Continues to progress. A little bit of impact from COVID as well because it's one of those hospitalized protocols as I was mentioning earlier. The next big thing is we have to get to the next milestone of the number of patients so that we can look at the interim analysis. But that probably will be another year at least till we get to that now.

Yes. And look, as Bill mentioned, the conduct of trials in hospitals itself has been a challenge in COVID and these patients that are clearly quite vulnerable. It's also how they're navigating health care systems in general will remain a challenge in some areas. But certainly, we're working very closely with our sites to make sure we continue those trials while protecting the patients that may volunteer to participate.
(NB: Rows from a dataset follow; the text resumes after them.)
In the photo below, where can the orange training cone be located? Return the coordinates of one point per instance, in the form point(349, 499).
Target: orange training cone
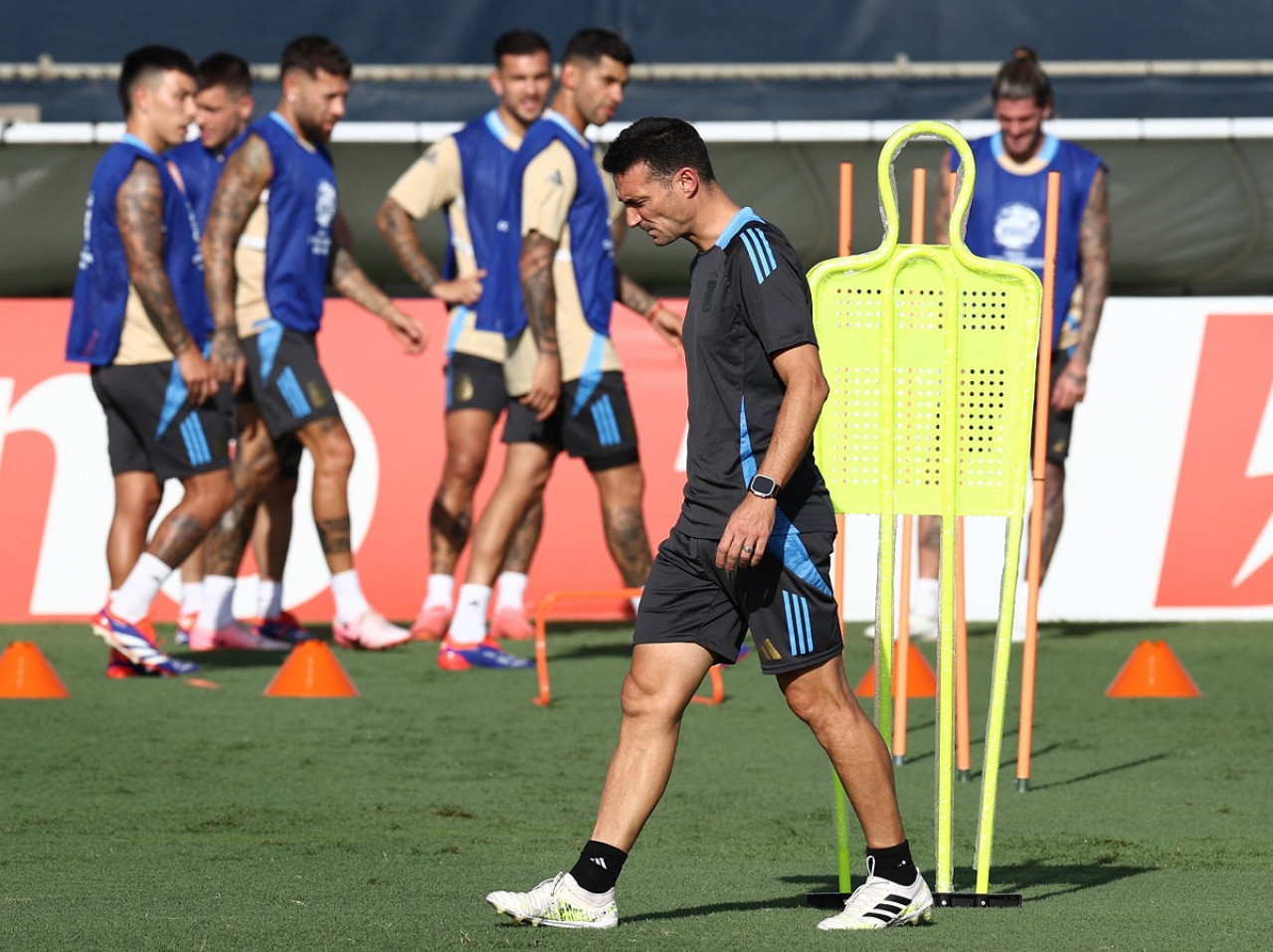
point(921, 679)
point(310, 670)
point(1153, 670)
point(26, 673)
Good. Thanks, David. Our last question is from Steve Wheen at Jarden.

I appreciate this hasn't been discussed as part of your slides, but expect it does come under R&D. I'm wondering whether or not you could give us any insight or color around the trial for transitioning to the Terumo plasmapheresis collection platform. And any update as to sort of progress on that front for getting that platform approved?

Yes. I don't know that I have a latest update. I do know that the trial was conducted. And I believe they have either filed or planning to file soon, but that's about all the update now.

Okay. And then secondly, just turning to Firazyr and Zemaira. Over time, that's sort of been a bit start/stop with regards to bottlenecks, supply chain issues. Can you provide some insight as to what's been the problem here and whether the latest efforts is something that will fix that problem or would?

I'll start, Bill, and then maybe you can pick up. So there's been a few manufacturing hiccups again with the narrow line. We believe we have a fix now. We'll know about that fix early in 2022, and we'll be able to give you an update towards the end of the year or at the -- or with the full year results. I'm optimistic that we have a fix that will help the supply long-term for Bill. Anything you want to add, Bill?

Yes. Thanks, Bill. I'll add a little bit and say thanks for the question. It has been a start-and-stop process. You're right. We feel badly about that. We spend a lot of time talking with patients about our current situation and have tried to reposition product back and forth to various markets to meet the needs to the best of our ability. I, like Bill, am very confident that the pieces that we're now putting in place will solve this issue. The team has spent a lot of time and effort, and they brought a lot of effort to getting this fixed. So I'm pretty confident that, that will be the case. We have a bit longer, as Bill said, to get through the balance of this fiscal and to next. And then I think we'll have it behind us once and for all.

Good. Thank you, Steve. Ladies and gentlemen, we have no further questions in the queue, so we'll draw the briefing to a close. I'd like to thank you for your interest in CSL, and goodbye.